Churches such as the AYA, which holds ayahuasca ceremonies in Tucson, Phoenix and Scottsdale, say that the use of ayahuasca is their sacrament. At ceremonies, congregants gather and take the psychedelic drug in a ritual that can last hours or even days. An increasing interest in the substance has resulted in a number of ayahuasca churches cropping up across the country.

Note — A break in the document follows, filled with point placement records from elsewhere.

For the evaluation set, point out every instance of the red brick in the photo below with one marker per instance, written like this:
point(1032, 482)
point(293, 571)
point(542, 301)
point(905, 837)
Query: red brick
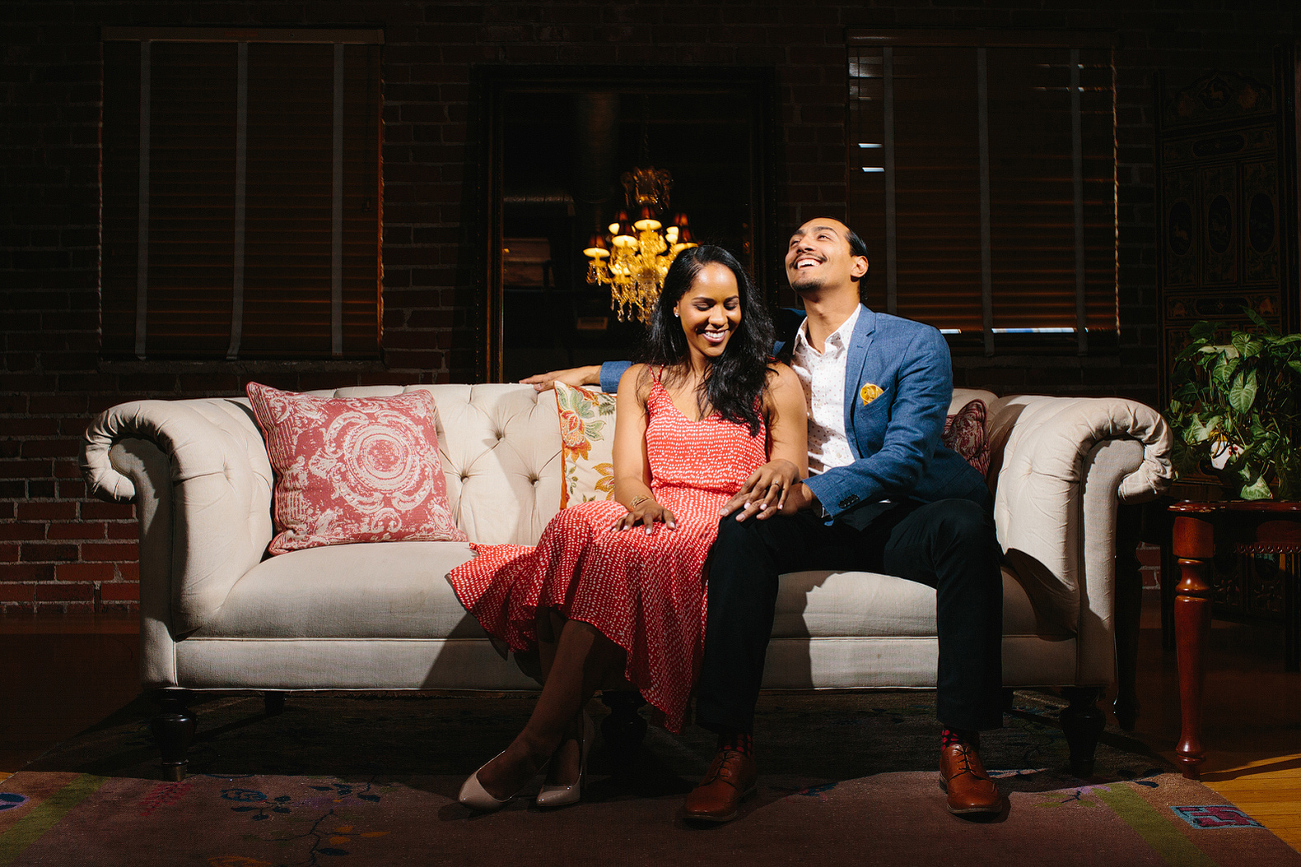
point(42, 552)
point(76, 530)
point(96, 510)
point(47, 510)
point(121, 591)
point(17, 592)
point(85, 572)
point(122, 530)
point(65, 592)
point(27, 572)
point(51, 448)
point(25, 531)
point(98, 552)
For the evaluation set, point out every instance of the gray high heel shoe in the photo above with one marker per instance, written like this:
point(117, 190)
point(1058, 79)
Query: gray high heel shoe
point(562, 796)
point(474, 796)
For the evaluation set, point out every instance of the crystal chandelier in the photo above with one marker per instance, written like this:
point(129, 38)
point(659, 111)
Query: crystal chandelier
point(635, 255)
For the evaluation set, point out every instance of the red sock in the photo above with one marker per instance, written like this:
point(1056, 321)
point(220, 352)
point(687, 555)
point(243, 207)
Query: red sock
point(743, 743)
point(969, 737)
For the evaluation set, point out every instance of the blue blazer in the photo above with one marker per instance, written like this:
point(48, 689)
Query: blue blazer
point(894, 432)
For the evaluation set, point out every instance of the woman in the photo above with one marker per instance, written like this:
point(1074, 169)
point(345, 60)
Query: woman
point(613, 594)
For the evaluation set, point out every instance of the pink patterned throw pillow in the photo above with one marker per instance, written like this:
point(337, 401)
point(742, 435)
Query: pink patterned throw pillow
point(353, 469)
point(964, 432)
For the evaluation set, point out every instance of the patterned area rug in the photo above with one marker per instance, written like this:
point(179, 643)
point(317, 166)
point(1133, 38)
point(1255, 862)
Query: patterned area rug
point(372, 780)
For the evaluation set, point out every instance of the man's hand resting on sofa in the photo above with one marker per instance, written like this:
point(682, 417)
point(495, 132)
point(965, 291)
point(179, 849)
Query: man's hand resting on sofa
point(590, 375)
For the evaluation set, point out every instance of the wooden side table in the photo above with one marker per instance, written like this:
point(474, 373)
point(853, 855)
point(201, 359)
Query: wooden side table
point(1200, 530)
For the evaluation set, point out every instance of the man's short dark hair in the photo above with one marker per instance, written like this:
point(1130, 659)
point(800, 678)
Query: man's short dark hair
point(856, 245)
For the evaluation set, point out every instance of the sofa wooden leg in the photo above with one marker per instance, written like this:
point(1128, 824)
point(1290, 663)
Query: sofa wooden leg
point(623, 729)
point(273, 702)
point(1083, 724)
point(173, 729)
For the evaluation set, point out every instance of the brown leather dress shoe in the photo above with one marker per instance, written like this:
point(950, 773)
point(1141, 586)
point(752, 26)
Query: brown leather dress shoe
point(729, 781)
point(964, 779)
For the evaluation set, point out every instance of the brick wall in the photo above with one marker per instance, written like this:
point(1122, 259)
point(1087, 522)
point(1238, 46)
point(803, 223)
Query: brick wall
point(60, 551)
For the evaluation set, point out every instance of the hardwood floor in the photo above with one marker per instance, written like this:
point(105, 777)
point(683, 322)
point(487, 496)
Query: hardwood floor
point(61, 676)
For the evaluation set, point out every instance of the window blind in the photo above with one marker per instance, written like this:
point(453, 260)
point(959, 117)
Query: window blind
point(241, 194)
point(982, 178)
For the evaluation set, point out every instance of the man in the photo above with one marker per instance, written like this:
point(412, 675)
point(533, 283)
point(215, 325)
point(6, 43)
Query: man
point(884, 495)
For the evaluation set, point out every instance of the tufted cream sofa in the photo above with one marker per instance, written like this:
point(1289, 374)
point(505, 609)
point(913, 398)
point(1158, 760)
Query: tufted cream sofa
point(216, 613)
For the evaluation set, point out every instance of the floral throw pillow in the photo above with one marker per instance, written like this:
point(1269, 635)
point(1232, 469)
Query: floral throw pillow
point(587, 444)
point(964, 432)
point(353, 469)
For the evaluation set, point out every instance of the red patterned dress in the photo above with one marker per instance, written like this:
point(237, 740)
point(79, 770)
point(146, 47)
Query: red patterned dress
point(644, 592)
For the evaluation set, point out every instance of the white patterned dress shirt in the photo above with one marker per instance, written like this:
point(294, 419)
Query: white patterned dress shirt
point(822, 376)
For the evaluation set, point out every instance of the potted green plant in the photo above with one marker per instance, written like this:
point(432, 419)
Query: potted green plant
point(1235, 409)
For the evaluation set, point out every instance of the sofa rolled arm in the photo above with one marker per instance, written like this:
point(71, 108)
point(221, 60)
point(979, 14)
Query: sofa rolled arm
point(1044, 452)
point(220, 491)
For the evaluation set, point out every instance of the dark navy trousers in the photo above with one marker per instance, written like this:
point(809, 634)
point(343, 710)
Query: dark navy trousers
point(949, 544)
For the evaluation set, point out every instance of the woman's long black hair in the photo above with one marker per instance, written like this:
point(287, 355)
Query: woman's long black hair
point(737, 379)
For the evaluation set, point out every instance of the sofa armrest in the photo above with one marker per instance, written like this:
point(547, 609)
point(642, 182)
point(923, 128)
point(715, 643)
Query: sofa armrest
point(217, 484)
point(1062, 465)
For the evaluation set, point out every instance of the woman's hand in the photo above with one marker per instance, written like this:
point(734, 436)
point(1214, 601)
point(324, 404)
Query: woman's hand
point(765, 491)
point(645, 510)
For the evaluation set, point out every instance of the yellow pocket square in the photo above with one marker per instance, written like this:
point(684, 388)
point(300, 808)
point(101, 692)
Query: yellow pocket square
point(869, 393)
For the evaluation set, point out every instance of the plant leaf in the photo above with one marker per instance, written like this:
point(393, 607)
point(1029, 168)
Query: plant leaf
point(1241, 396)
point(1258, 490)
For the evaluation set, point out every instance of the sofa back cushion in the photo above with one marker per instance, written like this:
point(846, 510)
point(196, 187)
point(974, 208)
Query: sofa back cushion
point(361, 469)
point(587, 444)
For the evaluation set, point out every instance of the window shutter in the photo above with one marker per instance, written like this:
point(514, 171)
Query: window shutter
point(982, 177)
point(256, 229)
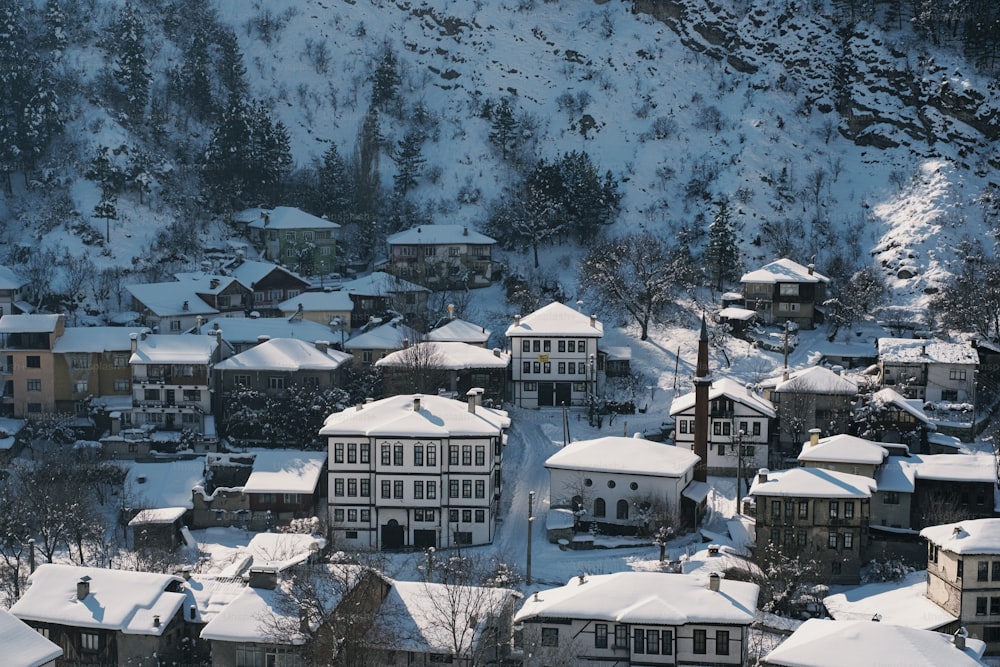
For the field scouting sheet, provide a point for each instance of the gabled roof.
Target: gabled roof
(23, 645)
(380, 283)
(95, 340)
(439, 235)
(632, 456)
(250, 272)
(651, 598)
(729, 389)
(844, 448)
(920, 351)
(119, 600)
(168, 349)
(250, 329)
(285, 471)
(975, 536)
(287, 217)
(458, 330)
(783, 271)
(813, 380)
(30, 323)
(318, 301)
(814, 483)
(438, 417)
(820, 642)
(557, 319)
(284, 354)
(448, 356)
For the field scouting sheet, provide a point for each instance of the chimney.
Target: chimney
(83, 588)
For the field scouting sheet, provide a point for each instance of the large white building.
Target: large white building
(415, 471)
(554, 357)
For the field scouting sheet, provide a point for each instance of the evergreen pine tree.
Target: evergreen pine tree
(722, 256)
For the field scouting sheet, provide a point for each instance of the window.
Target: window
(89, 641)
(700, 642)
(721, 642)
(599, 507)
(600, 635)
(621, 636)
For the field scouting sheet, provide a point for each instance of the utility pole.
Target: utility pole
(531, 519)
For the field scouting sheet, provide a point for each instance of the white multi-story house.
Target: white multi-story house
(554, 357)
(739, 419)
(415, 471)
(639, 618)
(172, 382)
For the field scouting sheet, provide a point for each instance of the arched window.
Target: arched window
(599, 507)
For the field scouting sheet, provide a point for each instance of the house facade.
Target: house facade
(639, 618)
(963, 575)
(739, 427)
(415, 471)
(786, 291)
(442, 256)
(816, 514)
(299, 240)
(554, 357)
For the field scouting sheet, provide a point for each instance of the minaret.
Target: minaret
(702, 382)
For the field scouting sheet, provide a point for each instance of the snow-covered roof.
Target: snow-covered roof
(379, 283)
(902, 602)
(388, 336)
(820, 642)
(844, 448)
(632, 456)
(168, 349)
(159, 515)
(653, 598)
(975, 536)
(163, 484)
(418, 614)
(250, 272)
(119, 600)
(22, 644)
(813, 483)
(812, 380)
(28, 323)
(783, 271)
(94, 340)
(311, 301)
(166, 299)
(285, 471)
(287, 217)
(889, 396)
(249, 329)
(439, 235)
(557, 319)
(448, 356)
(9, 279)
(459, 331)
(284, 354)
(920, 351)
(438, 417)
(729, 389)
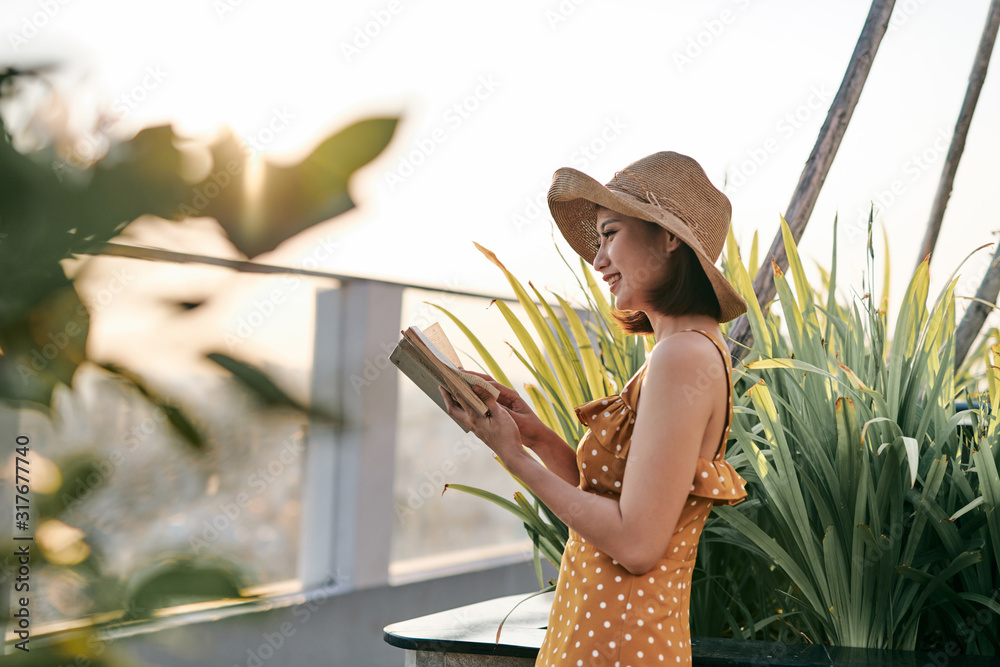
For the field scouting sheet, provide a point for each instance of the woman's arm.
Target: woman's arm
(635, 529)
(557, 456)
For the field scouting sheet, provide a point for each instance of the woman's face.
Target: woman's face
(632, 257)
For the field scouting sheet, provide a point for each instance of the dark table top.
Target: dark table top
(473, 629)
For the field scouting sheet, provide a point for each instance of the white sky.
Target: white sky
(564, 75)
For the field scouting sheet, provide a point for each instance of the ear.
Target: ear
(671, 241)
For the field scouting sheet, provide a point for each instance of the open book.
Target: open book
(428, 358)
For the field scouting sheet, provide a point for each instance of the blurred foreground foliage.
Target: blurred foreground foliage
(55, 205)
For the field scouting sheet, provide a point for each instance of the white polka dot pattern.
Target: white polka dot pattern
(602, 614)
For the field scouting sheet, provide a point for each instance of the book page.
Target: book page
(435, 334)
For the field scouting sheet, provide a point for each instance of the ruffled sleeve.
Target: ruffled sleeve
(718, 481)
(611, 419)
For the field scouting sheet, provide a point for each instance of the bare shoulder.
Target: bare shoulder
(686, 369)
(683, 354)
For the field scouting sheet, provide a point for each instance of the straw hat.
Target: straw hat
(666, 188)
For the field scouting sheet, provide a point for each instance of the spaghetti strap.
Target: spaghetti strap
(729, 390)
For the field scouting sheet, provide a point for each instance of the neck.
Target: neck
(668, 325)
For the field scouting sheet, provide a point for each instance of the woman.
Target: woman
(638, 488)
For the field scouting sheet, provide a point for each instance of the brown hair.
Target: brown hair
(686, 290)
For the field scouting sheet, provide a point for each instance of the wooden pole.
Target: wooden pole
(977, 312)
(976, 79)
(818, 165)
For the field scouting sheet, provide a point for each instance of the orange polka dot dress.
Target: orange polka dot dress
(602, 614)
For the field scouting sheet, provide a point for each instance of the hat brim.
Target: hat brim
(573, 199)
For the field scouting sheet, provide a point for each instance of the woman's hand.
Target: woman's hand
(533, 430)
(498, 429)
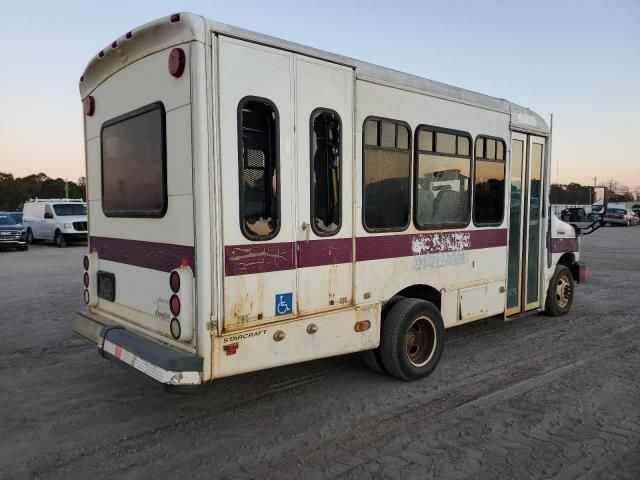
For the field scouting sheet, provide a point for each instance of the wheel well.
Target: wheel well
(567, 259)
(423, 292)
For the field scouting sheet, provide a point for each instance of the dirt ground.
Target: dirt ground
(539, 397)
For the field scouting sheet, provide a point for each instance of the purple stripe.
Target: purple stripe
(331, 251)
(258, 258)
(394, 246)
(163, 257)
(562, 245)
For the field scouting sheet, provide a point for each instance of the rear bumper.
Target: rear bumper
(159, 362)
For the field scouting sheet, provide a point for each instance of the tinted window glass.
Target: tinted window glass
(463, 146)
(441, 187)
(325, 172)
(445, 143)
(388, 136)
(386, 181)
(133, 164)
(491, 148)
(67, 209)
(371, 132)
(403, 137)
(488, 197)
(425, 140)
(258, 158)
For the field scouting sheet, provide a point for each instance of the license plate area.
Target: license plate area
(106, 286)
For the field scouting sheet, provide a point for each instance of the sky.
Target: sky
(579, 60)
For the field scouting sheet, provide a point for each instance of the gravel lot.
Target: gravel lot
(539, 397)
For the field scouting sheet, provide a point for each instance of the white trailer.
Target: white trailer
(256, 203)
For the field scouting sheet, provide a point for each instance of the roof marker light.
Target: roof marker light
(89, 104)
(176, 62)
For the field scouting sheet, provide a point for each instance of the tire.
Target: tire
(560, 292)
(59, 239)
(412, 339)
(372, 358)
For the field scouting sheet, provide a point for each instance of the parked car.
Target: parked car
(58, 220)
(12, 233)
(620, 216)
(574, 214)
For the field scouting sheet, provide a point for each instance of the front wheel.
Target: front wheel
(412, 339)
(559, 292)
(59, 239)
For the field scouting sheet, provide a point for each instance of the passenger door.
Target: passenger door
(255, 103)
(526, 232)
(324, 152)
(48, 223)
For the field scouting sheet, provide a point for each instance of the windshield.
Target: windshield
(6, 220)
(68, 209)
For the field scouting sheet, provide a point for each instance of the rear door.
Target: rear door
(324, 147)
(256, 95)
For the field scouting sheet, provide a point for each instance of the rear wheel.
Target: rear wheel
(59, 239)
(412, 339)
(560, 292)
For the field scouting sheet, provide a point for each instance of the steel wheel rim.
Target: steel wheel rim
(563, 291)
(420, 341)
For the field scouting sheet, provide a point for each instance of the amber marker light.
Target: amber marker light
(362, 326)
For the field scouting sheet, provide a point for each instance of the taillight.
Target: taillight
(174, 305)
(174, 281)
(175, 328)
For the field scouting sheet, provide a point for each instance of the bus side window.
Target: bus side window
(442, 177)
(386, 175)
(489, 181)
(326, 172)
(258, 168)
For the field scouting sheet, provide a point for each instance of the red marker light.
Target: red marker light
(174, 281)
(176, 62)
(174, 305)
(89, 105)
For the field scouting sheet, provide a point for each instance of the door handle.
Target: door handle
(305, 228)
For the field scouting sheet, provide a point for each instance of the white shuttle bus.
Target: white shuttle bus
(255, 203)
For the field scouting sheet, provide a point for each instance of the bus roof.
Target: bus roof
(164, 33)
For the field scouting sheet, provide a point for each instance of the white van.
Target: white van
(257, 203)
(61, 220)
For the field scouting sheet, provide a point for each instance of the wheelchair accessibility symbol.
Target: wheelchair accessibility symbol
(284, 303)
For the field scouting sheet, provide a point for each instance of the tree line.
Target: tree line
(15, 191)
(576, 194)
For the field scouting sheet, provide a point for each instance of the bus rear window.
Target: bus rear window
(134, 164)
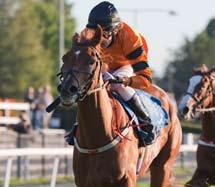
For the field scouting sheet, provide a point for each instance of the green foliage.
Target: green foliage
(29, 44)
(192, 54)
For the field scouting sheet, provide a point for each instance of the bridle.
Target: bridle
(198, 101)
(83, 91)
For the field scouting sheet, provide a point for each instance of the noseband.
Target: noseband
(82, 92)
(209, 90)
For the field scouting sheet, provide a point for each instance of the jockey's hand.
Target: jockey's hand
(126, 81)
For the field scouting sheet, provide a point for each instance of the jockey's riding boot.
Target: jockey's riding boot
(69, 138)
(146, 132)
(139, 109)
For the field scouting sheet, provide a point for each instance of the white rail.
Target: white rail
(55, 152)
(10, 106)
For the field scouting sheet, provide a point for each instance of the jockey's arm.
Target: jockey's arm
(142, 72)
(136, 51)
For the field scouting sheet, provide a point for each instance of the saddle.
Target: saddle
(158, 115)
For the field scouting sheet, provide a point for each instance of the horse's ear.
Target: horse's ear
(212, 72)
(200, 70)
(98, 36)
(75, 39)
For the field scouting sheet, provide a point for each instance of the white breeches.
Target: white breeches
(125, 92)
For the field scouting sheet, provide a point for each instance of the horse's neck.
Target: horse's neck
(95, 118)
(208, 123)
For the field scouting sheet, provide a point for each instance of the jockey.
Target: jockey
(124, 51)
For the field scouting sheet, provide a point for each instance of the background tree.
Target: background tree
(191, 54)
(29, 44)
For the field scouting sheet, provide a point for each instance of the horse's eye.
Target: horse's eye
(90, 61)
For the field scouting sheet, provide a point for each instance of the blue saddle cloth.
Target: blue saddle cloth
(158, 115)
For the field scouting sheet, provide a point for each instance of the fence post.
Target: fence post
(54, 172)
(8, 172)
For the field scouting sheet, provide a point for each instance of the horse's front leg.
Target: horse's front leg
(127, 181)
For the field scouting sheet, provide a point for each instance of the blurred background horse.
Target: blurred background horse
(200, 98)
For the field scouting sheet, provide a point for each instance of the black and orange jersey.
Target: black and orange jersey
(129, 47)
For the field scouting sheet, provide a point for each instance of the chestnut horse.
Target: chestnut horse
(200, 97)
(106, 148)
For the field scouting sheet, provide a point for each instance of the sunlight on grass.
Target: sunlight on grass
(142, 185)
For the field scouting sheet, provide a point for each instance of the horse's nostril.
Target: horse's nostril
(59, 87)
(186, 110)
(73, 89)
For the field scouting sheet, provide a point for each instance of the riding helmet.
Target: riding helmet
(105, 14)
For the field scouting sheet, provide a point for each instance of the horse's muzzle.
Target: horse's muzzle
(67, 98)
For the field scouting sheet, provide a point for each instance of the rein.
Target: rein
(200, 101)
(108, 146)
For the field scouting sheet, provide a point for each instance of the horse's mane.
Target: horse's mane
(88, 37)
(203, 70)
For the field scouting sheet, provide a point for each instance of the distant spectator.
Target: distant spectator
(39, 110)
(48, 98)
(173, 100)
(30, 98)
(24, 126)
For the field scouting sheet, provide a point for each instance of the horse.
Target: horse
(106, 149)
(200, 99)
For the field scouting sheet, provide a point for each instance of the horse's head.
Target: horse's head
(81, 67)
(199, 94)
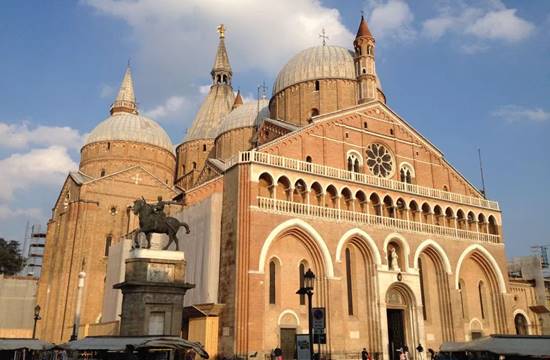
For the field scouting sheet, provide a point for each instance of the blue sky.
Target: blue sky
(466, 74)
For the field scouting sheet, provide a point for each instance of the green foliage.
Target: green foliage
(11, 261)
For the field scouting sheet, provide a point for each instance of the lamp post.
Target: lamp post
(76, 324)
(309, 280)
(36, 318)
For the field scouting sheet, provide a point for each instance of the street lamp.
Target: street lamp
(36, 318)
(309, 280)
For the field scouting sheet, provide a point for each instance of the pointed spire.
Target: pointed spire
(363, 30)
(238, 100)
(221, 71)
(126, 99)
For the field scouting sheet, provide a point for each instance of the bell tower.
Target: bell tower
(365, 67)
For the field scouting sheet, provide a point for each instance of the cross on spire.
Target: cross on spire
(323, 36)
(221, 31)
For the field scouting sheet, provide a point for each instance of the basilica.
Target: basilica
(325, 176)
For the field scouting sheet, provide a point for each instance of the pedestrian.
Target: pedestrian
(364, 354)
(406, 352)
(278, 353)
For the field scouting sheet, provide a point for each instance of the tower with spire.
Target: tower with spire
(198, 144)
(364, 45)
(126, 99)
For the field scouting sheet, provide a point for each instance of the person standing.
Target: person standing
(364, 354)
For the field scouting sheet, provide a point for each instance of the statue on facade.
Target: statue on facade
(394, 265)
(153, 219)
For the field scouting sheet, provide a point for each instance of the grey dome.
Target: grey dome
(320, 62)
(246, 115)
(131, 127)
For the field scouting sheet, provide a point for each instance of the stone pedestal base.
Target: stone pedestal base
(153, 291)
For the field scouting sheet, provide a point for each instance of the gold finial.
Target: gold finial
(221, 31)
(323, 36)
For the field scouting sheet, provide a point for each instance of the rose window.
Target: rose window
(379, 160)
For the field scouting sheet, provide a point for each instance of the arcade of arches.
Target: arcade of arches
(368, 302)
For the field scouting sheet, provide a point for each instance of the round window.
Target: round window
(379, 160)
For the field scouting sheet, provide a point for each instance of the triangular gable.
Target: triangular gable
(69, 181)
(339, 116)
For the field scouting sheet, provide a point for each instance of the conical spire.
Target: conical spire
(363, 30)
(238, 100)
(125, 100)
(221, 71)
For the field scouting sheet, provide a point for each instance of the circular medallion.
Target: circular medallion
(380, 160)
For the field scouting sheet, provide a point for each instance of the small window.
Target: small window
(108, 241)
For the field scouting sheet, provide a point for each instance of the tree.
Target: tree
(11, 261)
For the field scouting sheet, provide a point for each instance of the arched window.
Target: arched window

However, the legality of ayahuasca used for religious purposes remains murky. The landmark 2006 U.S. Supreme Court decision in a case brought by ayahuasca church O Centro Espírita Beneficente União do Vegetal held that consumption of the drug for religious purposes exempts churches from prosecution under the Religious Freedom Restoration Act. According to the church's website, the case "has been cited in 1,200 Judicial Actions and Law Review articles."

But in Arizona, federal agents have seized ayahuasca at the AYA and the Church of the Eagle. Villanueva was later arrested after agents allegedly discovered a stash of ayahuasca, psilocybin mushrooms and marijuana. He died from cancer in April 2022 before his lawsuit went to trial.

Carreon accused the government of "turning up the heat" on seizures of ayahuasca, perhaps prompting more churches to file lawsuits.

While Villanueva's lawsuit originally alleged a large-scale conspiracy between the DEA and local law enforcement, it now has narrowed in scope to a claim under the Religious Freedom Restoration Act for the AYA. The lawsuit claimed that the DEA’s process for granting a religious exemption for the use of ayahuasca is illegal.

Should the case succeed, the church would be immune to federal prosecution.

The next hearing in the case is scheduled for June 6.